Animée par Josaphat Finogbé, éditeur de copies à Pesacheck et formateur francophone, la rencontre était placée sous le thème : « Vérification des faits, analyse visuelle et déconstruction de la désinformation à l’ère de l’IA ». L’objectif était de renforcer les capacités des journalistes face aux nouvelles formes de manipulation de l’information.
Au cours de la formation, les participants ont exploré les fondements du fact-checking, présenté comme un processus permettant de vérifier l’exactitude des affirmations à partir de faits et de sources fiables. Ils ont également été initiés aux différents troubles de l’information, notamment la mésinformation, la désinformation et la malinformation.
Les échanges ont mis en lumière les conséquences des fausses informations dans les domaines politique, sanitaire, économique ou social. Selon le formateur, la rapidité de propagation des contenus trompeurs impose aux journalistes de renforcer leurs méthodes de vérification.
« Le journaliste est déjà un fact-checker de nature. Ce qui différencie le fact-checker, c’est surtout le rendu, avec un verdict clair sur une information. Aujourd’hui, la désinformation va plus vite que jamais, notamment en période de crises.
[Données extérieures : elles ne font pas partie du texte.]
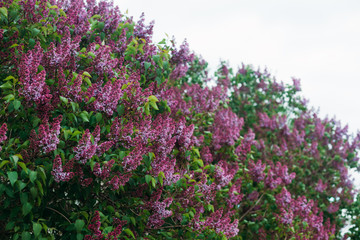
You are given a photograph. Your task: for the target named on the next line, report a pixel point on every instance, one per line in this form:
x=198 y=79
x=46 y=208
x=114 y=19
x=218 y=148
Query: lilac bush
x=107 y=135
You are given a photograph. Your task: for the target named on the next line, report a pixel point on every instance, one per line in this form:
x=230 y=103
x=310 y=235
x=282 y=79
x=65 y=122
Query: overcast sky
x=317 y=41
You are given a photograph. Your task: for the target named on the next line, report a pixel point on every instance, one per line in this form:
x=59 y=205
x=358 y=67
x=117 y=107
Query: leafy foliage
x=107 y=135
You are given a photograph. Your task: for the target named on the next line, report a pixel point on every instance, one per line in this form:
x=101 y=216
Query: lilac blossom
x=256 y=170
x=47 y=139
x=226 y=128
x=3 y=130
x=58 y=172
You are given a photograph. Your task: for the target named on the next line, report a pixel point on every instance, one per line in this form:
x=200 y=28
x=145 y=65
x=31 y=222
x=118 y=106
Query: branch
x=59 y=213
x=252 y=207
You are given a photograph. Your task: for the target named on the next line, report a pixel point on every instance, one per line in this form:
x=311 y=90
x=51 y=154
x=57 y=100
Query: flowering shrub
x=107 y=135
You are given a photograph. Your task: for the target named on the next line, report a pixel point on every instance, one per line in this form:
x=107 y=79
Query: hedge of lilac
x=105 y=134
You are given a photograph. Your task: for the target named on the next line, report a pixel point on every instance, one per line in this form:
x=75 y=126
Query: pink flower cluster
x=226 y=128
x=224 y=173
x=34 y=86
x=88 y=147
x=97 y=234
x=221 y=223
x=302 y=210
x=58 y=171
x=3 y=130
x=158 y=210
x=47 y=139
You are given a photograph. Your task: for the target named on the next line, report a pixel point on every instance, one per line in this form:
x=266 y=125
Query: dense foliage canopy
x=107 y=135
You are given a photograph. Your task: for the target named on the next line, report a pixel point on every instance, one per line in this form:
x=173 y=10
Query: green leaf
x=38 y=183
x=87 y=80
x=6 y=85
x=92 y=99
x=147 y=65
x=92 y=54
x=64 y=99
x=12 y=177
x=23 y=166
x=153 y=104
x=25 y=236
x=87 y=74
x=79 y=224
x=84 y=116
x=9 y=78
x=26 y=208
x=9 y=97
x=3 y=162
x=98 y=117
x=148 y=178
x=33 y=176
x=17 y=104
x=4 y=11
x=195 y=150
x=199 y=162
x=129 y=232
x=152 y=98
x=161 y=177
x=22 y=185
x=35 y=32
x=133 y=221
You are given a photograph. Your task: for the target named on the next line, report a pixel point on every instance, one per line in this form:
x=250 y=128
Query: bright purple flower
x=235 y=195
x=33 y=82
x=47 y=139
x=133 y=160
x=333 y=207
x=284 y=199
x=320 y=187
x=296 y=84
x=226 y=128
x=119 y=180
x=224 y=173
x=282 y=172
x=256 y=170
x=58 y=173
x=3 y=130
x=286 y=217
x=222 y=223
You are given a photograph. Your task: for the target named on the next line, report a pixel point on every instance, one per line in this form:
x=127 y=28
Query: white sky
x=317 y=41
Il faut donc des ambassadeurs de la vérité pour déconstruire les fausses informations », a expliqué Josaphat Finogbé.
Les participants ont également appris à utiliser plusieurs outils numériques permettant de vérifier l’authenticité des images et des vidéos circulant sur Internet. Des exercices pratiques ont notamment porté sur Google Lens, Google Images et InVID-WeVerify, ainsi que sur des plateformes d’archivage de contenus en ligne.
Témoignage des journalistes
Pour Jean Sovon, journaliste à Plume d’Afrique, cette formation apporte des réponses concrètes aux défis rencontrés dans les rédactions.
« Le formateur nous a appris plusieurs outils qui nous permettront désormais de vérifier les images et vidéos, de savoir si une image est authentique ou générée par l’intelligence artificielle. J’ai aussi appris l’importance d’archiver les liens afin de conserver les contenus, même lorsqu’ils sont supprimés », a-t-il témoigné.
Au terme des deux jours de travaux, des attestations de participation ont été remises aux bénéficiaires, marquant la clôture de cette initiative dédiée à la promotion d’une information crédible et à la lutte contre la désinformation.